21. The Judicial Committee of the Privy Council decision on an Isle of Man appeal was heavily relied upon by Mr Potts both for the broad policy approach to the rule and for the need to scrutinize the claim against the anchor defendant. He rightly pointed out that the opinions of Lord Collins on conflict of law matters should generally be given particular deference. In Altimo Holdings and Investment Ltd-v-Kyrgyz Mobil Tel Ltd [2012] 1 WLR 1804 at 1822-1823, Lord Collins explained the test an applicant had to meet for seeking leave to serve out in its broader canvass as follows: “71. On an application for permission to serve a foreign defendant (including an additional defendant to counterclaim) out of the jurisdiction, the claimant (or counterclaimant) has to satisfy three requirements: Seaconsar Far East Ltd. v Bank Markazi Jomhouri Islami Iran [1994] 1 AC 438, 453-457. First, the claimant must satisfy the court that in relation to the foreign defendant there is a serious issue to be tried on the merits, i.e. a substantial question of fact or law, or both. The current practice in England is that this is the same test as for summary judgment, namely whether there is a real (as opposed to a fanciful) prospect of success: e.g. Carvill America Inc v Camperdown UK Ltd [2005] EWCA Civ 645, [2005] 2 Lloyd’s Rep 457, at [24]. Second, the claimant must satisfy the court that there is a good arguable case that the claim falls within one or more classes of case in which permission to serve out may be given. In this context “good arguable case” connotes that one side has a much better argument than the other: see Canada Trust Co v Stolzenberg (No 2) [1998] 1 WLR 547, 555-7 per Waller LJ, affd [2002] 1 AC 1; Bols Distilleries BV v Superior Yacht Services [2006] UKPC 45, [2007] 1 WLR 12, 6

[26]-[28]. Third, the claimant must satisfy the court that in all the circumstances the Isle of Man is clearly or distinctly the appropriate forum for the trial of the dispute, and that in all the circumstances the court ought to exercise its discretion to permit service of the proceedings out of the jurisdiction.”

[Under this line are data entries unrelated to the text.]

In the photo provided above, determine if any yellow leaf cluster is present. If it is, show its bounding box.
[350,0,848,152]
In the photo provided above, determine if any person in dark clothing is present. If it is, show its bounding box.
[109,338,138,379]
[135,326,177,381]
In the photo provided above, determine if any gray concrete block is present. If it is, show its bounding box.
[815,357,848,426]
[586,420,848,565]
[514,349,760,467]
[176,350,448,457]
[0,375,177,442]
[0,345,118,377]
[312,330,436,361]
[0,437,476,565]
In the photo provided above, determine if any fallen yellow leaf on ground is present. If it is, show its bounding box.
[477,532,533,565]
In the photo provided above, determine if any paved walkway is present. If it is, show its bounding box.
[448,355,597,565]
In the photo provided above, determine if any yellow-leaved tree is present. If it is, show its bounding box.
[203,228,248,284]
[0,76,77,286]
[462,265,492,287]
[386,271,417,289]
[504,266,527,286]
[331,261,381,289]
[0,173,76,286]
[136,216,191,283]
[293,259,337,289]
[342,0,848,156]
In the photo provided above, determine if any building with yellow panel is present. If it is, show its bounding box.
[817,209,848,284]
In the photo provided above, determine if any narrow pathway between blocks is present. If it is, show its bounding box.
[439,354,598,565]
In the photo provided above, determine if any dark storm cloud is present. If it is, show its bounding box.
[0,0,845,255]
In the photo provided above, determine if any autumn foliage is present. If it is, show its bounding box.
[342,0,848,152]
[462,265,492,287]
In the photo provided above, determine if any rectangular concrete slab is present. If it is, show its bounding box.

22. The crucial general requirement which was in dispute on the present application was whether “there is a good arguable case that the claim falls within one or more classes of case in which permission to serve out may be given. ” The policy reasons for a cautious approach to the specific rule relied upon by P in the present case was explained by Lord Collins (at 1823-1824) as follows: “The necessary or proper party head of jurisdiction is anomalous, in that, by contrast with the other heads, it is not founded upon any territorial connection between the claim, the subject matter of the relevant action and the jurisdiction of the English courts: The Brabo [1949] AC 326, 338, per Lord Porter. Piggott, Foreign Judgments and Jurisdiction (3rd ed, 1910), Pt III, p238, said: “This is perhaps the most important of the sub-rules, for it throws the net of jurisdiction over a wider area; and the principle of considering the nature of the cause of action which pervades the whole subject, appears here to be ignored.” Consequently as Lloyd LJ said in The Goldean Mariner [1990] 2 Lloyd’s Rep 215 at 222: ‘I agree … that caution must always be exercised in bringing foreign defendants within our jurisdiction under O.11 r.1(1)(c). It must never become the practice to bring foreign defendants here as a matter of course, on the ground that the only alternative requires more than one suit in more than one different jurisdiction.’ ”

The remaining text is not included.